Tuesday, May 17, 2011

Studies in Prejudice: Prophets of Deceit (4 of 6)

Leo Löwenthal and Norbert Guterman, Prophets of Deceit: A Study of the Techniques of the American Agitator (1949)



Excerpt from a 1936 speech by Gerald L. K. Smith (1898-1976), anti-Semite and founder of groups like the Christian Nationalist Party

Löwenthal and Guterman use these categories they use to describe the various aspects of rightwing demagoguery:

  1. The Eternal Dupes: convincing followers that they have been deceived but doing so not with the aim of actually educating them but of making them dependent on the agitator
  2. Conspiracy: invoking a deliberate and secret plot of evil groups and individuals, The Protocols of the Elders of Zion is a classic document of that type
  3. Forbidden Fruit: portraying the enemy as indulging pleasures denied to the audience
  4. Disaffection: exploiting cynicism about existing political parties and social values
  5. Charade of Doom: invoking the fear of an impending catastrophe without offering a meaningful "positive alternative"
  6. The Reds: meaning Communists, not Republicans; a perpetual favorite even in 2011, long after the fall of the Soviet Union
  7. The Plutocrats: adopting terms similar to leftist class struggle talk but with the intention of focusing it on a narrower group, like Jewish bankers or the Federal Reserve
  8. The Corrupt Government: obviously a perennial favorite, used to "play on the inchoate suspicions of his audience that vague impersonal and irresistible powers determine the destiny of the nation."
  9. The Foreigner: always a good topic for fear-mongering, it seems
  10. Creatures of the Underworld: this involved what Dave Neiwert calls "eliminationist" framing
  11. Call to the Hunt: rousing followers to "a cold, abstract, standardized fury that is closer to the paranoiac's destructive rage than to the passion of hatred."
  12. The Victim: here is focus is on anti-Semitism, the agitator’s claim being that Jews are persecuted because they deserve to be
  13. The Other: defining the enemy group as not-one-of-us
  14. The Menace: imputing various threatening characteristics to the enemy
  15. Either-Or: here they mean not simply Manichaean thinking, but the process by which the agitator moves his followers to a new set of values while pretending to defend the good old ones
  16. Endogamic Community: finding themes like nationalism to bind the audience together as an in-group
  17. Housecleaning: part of eliminationist thinking, related to "Creatures of the Underworld"
  18. Simple Americans: the same concept as Sarah Palin’s "real Americans"
  19. Watchdogs of Order: offering his followers the promise of "sadistic gratification" as future enforcers of order; this gets at the peculiar contrast between rightwingers’ simultaneous reverence for authority and hatred of the government
  20. Great Little Man: identifying oneself with the audience while "By his very protestations that he is quite the same as the mass of Americans he smuggles in hints of his exceptional status"
  21. Bullet-Proof Martyr: "For all his insistence that he is one of the common folk, he does not hesitate to declare that he is an exceptionally gifted man who knows and even admires his own talent" – and has a special mission for which he is being "singled out by the enemy" but which he accepts as his duty
Since the full text is freely available online, I won’t try to try to explain each of those in more detail. But following are some of the observations that I found particularly striking.

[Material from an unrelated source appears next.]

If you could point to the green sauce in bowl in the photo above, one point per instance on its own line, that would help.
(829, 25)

Conservatives and the commentariat have made "malaise" a term of mockery for the Carter Administration, the idea being that Carter believed that there was a generalized feeling of discontent, malaise, that was making people lose confidence in government. Eric Alterman recently invoked the term in Obama’s Awful '70s Show Echoes Jimmy Carter The Daily Beast 04/25/2011. A speech Carter made on July 15, 1979 became known as the "malaise" speech, though he didn't use the term in the speech; he referred to a "crisis of confidence." The "malaise" term for the speech apparently came from the memorandum by Carter’s pollster Pat Caddell that led to the ill-fated speech.

Löwenthal and Guterman make the concept of malaise central to the understanding of how the agitator markets his ideas to the audience that is receptive to it:

The analyst of agitation now faces the problem: are these merely fleeting, insubstantial, purely accidental and personal emotions blown up by the agitator into genuine complaints or are they themselves a constant rooted in the social structure? The answer seems unavoidable: these feelings cannot be dismissed as either accidental or imposed, they are basic to modern society. Distrust, dependence, exclusion, anxiety, and disillusionment blend together to form a fundamental condition of modern life: malaise. [my emphasis] (p. 14)
They do not define malaise here as a passing condition or an individual feeling, but rather "a fundamental condition of modern life." Although it does appear to the individual as a purely personal feeling: "On the plane of immediate awareness, the malaise seems to originate in the individual's own depths and is experienced by him as an apparently isolated and purely psychic or spiritual crisis."